Dartos Vader said:
I'm jealous, I hear portland is awesome. Were you eating nagiri? They do have sort of a neutral taste. I think the more you get into sushi, you start to eat more rolls, and less nagiri. The rolls are pretty flavorful. Try a spicy tuna roll. YUM! Now that you have been talking about it for so long, I cant picture you being any other kind of doc than peds onc. Now that I'm not on ER any more i've lost interest in it. It was fun for a while but....

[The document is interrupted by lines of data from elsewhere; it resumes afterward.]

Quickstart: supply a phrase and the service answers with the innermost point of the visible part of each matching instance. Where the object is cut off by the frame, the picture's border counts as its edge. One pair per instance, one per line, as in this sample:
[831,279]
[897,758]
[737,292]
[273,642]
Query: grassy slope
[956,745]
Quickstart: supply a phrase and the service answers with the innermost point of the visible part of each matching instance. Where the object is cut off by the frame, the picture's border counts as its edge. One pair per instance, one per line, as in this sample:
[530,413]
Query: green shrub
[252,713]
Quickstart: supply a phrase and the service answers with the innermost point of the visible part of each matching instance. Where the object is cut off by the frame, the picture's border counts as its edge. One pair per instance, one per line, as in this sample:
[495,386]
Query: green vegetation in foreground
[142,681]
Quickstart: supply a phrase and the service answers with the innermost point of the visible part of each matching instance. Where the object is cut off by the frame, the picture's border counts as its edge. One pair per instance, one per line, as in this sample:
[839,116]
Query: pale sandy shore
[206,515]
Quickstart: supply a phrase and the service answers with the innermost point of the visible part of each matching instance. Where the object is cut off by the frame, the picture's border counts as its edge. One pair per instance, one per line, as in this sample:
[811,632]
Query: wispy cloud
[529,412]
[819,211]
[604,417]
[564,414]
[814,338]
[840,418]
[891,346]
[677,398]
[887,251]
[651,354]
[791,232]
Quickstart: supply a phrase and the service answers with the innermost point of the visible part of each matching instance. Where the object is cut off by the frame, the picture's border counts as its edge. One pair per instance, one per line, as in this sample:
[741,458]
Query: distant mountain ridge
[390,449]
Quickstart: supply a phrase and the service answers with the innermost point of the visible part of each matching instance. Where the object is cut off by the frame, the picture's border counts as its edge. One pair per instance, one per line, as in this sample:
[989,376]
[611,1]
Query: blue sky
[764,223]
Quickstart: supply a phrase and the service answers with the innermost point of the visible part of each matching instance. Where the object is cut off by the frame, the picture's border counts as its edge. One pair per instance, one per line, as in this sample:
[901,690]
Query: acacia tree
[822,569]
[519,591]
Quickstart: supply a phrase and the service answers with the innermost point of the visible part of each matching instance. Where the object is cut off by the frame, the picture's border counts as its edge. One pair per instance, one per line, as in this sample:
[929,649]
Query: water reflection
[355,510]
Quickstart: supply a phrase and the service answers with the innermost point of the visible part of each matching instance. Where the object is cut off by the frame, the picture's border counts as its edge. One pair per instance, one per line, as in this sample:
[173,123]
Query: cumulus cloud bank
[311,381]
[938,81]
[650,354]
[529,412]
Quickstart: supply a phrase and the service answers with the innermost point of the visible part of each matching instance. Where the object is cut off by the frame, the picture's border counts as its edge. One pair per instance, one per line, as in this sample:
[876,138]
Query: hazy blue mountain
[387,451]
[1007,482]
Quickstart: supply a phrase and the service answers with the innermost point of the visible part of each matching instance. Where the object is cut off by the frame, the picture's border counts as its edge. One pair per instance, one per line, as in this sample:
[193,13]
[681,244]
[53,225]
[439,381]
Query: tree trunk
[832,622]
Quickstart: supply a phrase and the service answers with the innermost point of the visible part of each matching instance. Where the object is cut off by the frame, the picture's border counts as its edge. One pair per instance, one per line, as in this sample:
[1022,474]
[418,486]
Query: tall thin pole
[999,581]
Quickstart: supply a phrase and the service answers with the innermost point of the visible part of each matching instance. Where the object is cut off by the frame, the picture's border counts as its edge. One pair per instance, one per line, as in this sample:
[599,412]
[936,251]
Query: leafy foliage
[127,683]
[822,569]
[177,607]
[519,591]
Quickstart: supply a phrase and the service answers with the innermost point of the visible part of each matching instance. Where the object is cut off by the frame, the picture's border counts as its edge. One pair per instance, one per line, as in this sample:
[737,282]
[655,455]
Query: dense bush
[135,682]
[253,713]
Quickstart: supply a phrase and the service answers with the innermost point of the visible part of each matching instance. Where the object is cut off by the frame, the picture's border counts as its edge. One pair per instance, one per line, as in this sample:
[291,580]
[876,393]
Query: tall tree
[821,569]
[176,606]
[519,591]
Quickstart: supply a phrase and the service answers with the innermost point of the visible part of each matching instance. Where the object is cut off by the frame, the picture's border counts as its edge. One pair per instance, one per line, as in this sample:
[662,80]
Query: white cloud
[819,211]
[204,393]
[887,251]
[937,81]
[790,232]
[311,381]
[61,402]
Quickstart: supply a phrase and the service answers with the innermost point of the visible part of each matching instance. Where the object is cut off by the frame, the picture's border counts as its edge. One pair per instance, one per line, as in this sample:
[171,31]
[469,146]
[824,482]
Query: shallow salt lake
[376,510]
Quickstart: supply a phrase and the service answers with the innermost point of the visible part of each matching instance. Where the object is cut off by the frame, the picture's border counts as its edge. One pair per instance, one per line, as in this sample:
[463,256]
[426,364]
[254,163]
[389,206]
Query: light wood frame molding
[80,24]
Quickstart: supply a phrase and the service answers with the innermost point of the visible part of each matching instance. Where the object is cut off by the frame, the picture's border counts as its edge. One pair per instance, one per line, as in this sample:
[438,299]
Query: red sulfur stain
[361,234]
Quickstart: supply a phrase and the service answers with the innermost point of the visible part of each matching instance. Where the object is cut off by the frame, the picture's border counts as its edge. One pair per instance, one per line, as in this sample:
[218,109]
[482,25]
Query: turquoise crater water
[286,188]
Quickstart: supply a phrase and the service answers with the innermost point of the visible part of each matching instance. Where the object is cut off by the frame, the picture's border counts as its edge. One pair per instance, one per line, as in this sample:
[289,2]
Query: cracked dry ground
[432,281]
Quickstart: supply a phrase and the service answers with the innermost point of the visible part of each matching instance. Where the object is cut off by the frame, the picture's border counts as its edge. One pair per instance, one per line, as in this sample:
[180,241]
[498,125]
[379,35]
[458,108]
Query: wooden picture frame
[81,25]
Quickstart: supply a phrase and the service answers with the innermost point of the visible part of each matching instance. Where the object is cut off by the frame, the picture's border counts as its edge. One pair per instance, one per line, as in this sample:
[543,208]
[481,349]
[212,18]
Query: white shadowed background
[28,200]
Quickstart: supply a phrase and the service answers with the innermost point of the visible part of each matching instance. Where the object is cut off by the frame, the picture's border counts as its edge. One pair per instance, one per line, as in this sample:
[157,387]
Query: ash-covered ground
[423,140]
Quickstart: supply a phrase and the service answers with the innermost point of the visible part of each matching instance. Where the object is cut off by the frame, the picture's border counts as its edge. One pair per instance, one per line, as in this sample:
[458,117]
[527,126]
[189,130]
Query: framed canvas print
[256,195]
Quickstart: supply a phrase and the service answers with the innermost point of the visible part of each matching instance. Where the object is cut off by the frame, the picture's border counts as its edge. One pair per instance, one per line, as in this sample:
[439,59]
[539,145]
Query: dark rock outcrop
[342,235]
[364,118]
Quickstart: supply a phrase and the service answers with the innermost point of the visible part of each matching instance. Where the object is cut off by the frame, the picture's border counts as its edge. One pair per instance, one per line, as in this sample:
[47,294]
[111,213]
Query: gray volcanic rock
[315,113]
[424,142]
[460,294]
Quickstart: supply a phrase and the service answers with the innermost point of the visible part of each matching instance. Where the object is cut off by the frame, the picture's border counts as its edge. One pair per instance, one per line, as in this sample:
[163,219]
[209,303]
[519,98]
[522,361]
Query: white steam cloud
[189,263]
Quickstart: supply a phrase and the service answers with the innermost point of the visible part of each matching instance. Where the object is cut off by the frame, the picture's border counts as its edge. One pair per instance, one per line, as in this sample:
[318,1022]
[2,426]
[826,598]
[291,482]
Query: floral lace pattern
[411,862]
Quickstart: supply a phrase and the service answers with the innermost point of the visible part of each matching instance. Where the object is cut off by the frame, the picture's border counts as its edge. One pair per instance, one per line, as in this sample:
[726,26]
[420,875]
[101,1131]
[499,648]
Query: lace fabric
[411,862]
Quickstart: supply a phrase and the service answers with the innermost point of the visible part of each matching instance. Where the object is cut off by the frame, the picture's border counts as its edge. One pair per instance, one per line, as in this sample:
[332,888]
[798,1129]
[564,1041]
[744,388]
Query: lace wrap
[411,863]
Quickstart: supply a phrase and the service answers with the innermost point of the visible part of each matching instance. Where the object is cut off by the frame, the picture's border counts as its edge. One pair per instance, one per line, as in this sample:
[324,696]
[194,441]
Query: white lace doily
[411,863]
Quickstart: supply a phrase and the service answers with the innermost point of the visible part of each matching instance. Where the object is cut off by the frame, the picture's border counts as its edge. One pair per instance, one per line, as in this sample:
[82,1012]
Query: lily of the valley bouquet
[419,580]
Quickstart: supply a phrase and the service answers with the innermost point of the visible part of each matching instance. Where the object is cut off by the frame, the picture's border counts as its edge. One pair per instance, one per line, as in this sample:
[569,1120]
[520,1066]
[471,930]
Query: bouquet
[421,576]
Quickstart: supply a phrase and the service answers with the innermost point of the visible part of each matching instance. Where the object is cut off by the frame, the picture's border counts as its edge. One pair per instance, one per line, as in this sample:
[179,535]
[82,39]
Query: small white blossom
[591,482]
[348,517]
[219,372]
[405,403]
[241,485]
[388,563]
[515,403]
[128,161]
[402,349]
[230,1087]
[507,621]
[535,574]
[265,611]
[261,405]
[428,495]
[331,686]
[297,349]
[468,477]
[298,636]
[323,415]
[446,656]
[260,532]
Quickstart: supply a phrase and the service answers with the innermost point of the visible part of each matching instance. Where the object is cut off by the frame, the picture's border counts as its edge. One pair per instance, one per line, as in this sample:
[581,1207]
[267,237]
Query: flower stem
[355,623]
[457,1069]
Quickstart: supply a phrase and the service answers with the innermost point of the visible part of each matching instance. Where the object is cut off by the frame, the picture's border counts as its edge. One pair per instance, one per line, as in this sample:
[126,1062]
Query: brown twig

Bird****, I just went to the waxing salon, took off all my clothes and said Give me whatever burchette gets when he comes here. 3 anorexic girls and one large croatian man pulled out every hair on my body with tweezers. I won't say what the croat tried to do (mike you are one sick puppy). I'm ready for our late night OMM/snugglefest.
Ray, I am going to try to bring the boat to graduation week if you are interested in doing some fishing with me and Dmak, just like the good old days. Buy a license ahead of time for once. Make sure it is for frogs
Camp Sunshine is a really cool place. If you want to just volunteer somewhere this is a very nice camp. The volunteers are housed and fed (pretty good food...the blueberry pie was AWESOME), the children are fun to play with, and the activities are nonstop. They swim in a pool, swim in a lake, go boating, fisihing, marshmallow roasting, wall climbing, endurance course running, play kickball....and the list goes on.
Granted most of the volunteers this week are 17-18, but I think Mike would be OK with that.
I have to say that the concept I operated under about parents of childhood cancer patients was dead on. These are well informed consumers. Here's the strangest story I heard:
CAH and Neuroblastoma: By far the strangest story is this child. A
lesbian couple (Mother 1 = M1, and Mother 2 = M2) wanted a child. M1
was 40ish, and M2 was 30ish. M1 wanted to bear. After several
unsuccessful attempts at IVF with a sperm donor, M1 gave up attempts to
carry a pregnancy to term with her own eggs. M2 donated a younger egg
to the IVF. The embryo was implanted in M1. M1 carried the pregnancy
to term successfully with "some complications" but these were not
adequately described. The boy child was sick in the neonatal term and
was immediately diagnosed with CAH. A proper regimen for stabilization
was elucidated, and the child became stable. Some time later (he's 3
now), perturbations in health were noted such as anemia and abdominal
pain. The mother said that since the child was CAH, the physicians were
trying to adjust the regimen, and thinking in the focus of CAH. During
one visit the physician palpated a large liver. This led to further
investigation and diagnosis of Neuroblastoma type 4S. Several biopsies
of the bone marrow revealed it "changed" to type 4. The mother said
this was very odd, and the physicians didn't believe it. I'm not sure
what this means. In any case the sperm donor was "fired" from the
program, and the genetic testing was done on all parties. M2 was not a
carrier. The sister of M2 and that sister's husband both carried the
gene. The sperm donor carried the gene as well (obviously).